While defending the fund on Tuesday, Vice President JD Vance spotlighted Tina Peters as an example of someone who would be an appropriate recipient of the money. Peters is the former Colorado elections clerk who recently got clemency from Democratic Gov. Jared Polis.
“This is a woman who, at worst, if you believe everything that the prosecutor said about her, committed misdemeanor trespassing,” Vance said. “And somebody threw the book at her.”
But Peters wasn’t convicted of trespassing; she was convicted of conspiring with Trump’s allies to breach voting systems in her county to try to validate Trump’s false claims of mass 2020 voter fraud.
What’s more, she isn’t even the kind of person the fund has been advertised for, given she was prosecuted by local authorities, not the Biden administration. (The Trump administration has said the fund is for victims of the “weaponization” of past administrations, but Peters was prosecuted in part by a Republican local district attorney.)
The most frequent defender of the fund has been Blanche, who testified about it on Tuesday. And he continued to make the case in an interview with CNN’s Paula Reid on Wednesday.

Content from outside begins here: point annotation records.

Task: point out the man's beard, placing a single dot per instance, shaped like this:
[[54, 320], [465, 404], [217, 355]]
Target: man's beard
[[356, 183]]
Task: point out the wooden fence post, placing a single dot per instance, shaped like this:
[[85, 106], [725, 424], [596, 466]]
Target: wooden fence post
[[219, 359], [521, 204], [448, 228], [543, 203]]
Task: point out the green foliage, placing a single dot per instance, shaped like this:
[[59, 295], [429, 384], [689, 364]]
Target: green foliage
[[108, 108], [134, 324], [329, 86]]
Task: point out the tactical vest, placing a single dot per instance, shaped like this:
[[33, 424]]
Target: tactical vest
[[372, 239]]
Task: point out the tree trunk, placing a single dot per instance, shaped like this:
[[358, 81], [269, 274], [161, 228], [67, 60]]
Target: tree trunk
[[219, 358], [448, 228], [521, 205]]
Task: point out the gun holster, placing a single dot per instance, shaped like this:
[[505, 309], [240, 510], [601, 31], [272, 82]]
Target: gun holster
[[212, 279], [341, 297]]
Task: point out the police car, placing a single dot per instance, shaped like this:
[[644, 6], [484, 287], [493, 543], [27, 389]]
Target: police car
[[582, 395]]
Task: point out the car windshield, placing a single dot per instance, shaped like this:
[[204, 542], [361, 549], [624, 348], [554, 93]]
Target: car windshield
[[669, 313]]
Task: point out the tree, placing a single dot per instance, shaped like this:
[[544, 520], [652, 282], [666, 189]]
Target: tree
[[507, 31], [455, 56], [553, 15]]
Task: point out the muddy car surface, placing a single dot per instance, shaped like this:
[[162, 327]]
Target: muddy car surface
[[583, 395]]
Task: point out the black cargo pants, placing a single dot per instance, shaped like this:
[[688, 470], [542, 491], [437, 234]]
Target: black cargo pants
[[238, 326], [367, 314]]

The acting attorney general said that “the outrage is (over) us doing something that is completely legal, allowed under our laws, and has been done before.”

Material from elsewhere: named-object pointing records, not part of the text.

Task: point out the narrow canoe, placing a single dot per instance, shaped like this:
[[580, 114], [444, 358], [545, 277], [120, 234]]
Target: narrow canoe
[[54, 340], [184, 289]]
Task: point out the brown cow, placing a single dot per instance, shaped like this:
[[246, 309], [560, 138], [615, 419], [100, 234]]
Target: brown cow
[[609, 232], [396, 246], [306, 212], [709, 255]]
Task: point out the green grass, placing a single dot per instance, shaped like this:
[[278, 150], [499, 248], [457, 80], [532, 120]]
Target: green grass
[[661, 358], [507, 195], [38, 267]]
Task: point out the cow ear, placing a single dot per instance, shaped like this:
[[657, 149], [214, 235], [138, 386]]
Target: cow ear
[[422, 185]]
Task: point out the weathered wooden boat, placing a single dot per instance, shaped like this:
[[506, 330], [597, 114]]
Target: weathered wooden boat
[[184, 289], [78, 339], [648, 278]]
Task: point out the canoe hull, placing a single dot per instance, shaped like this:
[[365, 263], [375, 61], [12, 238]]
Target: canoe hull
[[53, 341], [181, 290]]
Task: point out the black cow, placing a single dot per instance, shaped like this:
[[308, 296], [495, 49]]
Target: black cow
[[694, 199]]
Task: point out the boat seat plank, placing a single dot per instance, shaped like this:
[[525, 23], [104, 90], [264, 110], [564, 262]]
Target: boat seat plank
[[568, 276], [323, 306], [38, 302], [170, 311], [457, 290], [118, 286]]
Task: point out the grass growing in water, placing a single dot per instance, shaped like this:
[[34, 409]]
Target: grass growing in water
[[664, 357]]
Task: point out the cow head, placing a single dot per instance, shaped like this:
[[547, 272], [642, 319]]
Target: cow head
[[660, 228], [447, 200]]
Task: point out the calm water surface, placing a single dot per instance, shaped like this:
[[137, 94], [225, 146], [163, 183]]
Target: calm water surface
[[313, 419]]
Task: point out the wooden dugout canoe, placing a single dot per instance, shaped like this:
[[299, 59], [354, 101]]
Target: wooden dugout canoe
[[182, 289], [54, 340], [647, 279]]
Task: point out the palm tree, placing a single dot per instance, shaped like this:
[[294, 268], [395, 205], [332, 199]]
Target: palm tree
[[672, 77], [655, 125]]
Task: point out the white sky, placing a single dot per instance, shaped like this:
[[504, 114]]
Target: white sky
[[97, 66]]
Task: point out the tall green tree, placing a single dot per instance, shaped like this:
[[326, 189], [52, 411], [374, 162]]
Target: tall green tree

The administration and its allies have compared the “anti-weaponization” fund to previous funds to compensate victims of the government. Most-cited has been the Keepseagle v. Vilsack case, in which the federal government created a fund to compensate Native American farmers and ranchers over discrimination by the Agriculture Department.

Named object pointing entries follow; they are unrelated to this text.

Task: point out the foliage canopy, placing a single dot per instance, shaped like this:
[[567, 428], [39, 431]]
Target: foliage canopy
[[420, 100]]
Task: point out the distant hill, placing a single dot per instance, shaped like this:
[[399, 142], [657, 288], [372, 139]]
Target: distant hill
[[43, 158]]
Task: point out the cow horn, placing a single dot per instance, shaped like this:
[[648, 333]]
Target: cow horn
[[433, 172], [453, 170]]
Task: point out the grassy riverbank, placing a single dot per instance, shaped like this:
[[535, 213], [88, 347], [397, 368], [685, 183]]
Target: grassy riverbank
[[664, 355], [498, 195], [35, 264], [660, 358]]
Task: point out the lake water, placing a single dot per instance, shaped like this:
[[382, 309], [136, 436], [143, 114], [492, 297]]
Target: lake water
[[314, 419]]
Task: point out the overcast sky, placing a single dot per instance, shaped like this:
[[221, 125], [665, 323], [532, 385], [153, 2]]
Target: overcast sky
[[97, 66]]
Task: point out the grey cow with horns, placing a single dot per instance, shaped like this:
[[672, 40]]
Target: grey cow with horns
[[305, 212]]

But there are key and hugely important differences. The biggest one was that the settlement in that earlier case was approved by a court as part of litigation that actually involved the parties that would benefit.
The settlement that resulted in Trump’s fund, however, was reached by his side negotiating with the government he leads. The case never involved the parties that will now benefit, and a judge wasn’t involved in approving the settlement or the parameters of the fund.
“That really is the critical issue,” Joseph Sellers, a lawyer who represented the Native Americans in the Keepseagle case, told CNN. “You have to serve the same community whose interests were at stake in the litigation that was brought.”
What’s more, despite Blanche’s assurances that the settlement is legal, just because it might be legal for Trump to reach a settlement with the government he leads, that doesn’t mean it’s a good thing. There are many things that are legal but are immoral or unethical.
And finally, even one of the rare Republican lawmakers to vouch for this settlement did so while hedging a bit.
“I think that there’s a unanimous understanding that the federal government shouldn’t be … used for political weaponization against your political enemies, whether they’re Republican or Democrat,” Senate Judiciary Chairman Chuck Grassley said when talking about the fund, according to the Iowa Gazette.
The Iowa Republican also noted that former FBI officials Peter Strzok and Lisa Page benefitted from settlements with the government over the leaking of their text messages in 2024.
“I didn’t see Democrats complaining about that clearly illegitimate payout,” he said.
But again, Strzok and Page were involved in the litigation, and their settlement was approved by a judge.
What makes Trump’s gambit so extraordinary is that this fund is being created to benefit people who haven’t bothered to file lawsuits seeking money from the government. Trump is effectively trying to make it a lot easier to pay them — largely only subject to the approval of people he controls.
Given this is a president who 16 months ago decided to blanket pardon nearly all January 6 rioters, including those who assaulted police, that would seem a recipe for some potentially problematic payouts.
Which might be why even Grassley is also invoking his oversight.
“First of all, don’t forget that this is subject to congressional oversight,” he said.
“My judiciary committee has the attorney general in frequently for oversight hearings. I’m sure this is going to be a big subject of discussion with them.”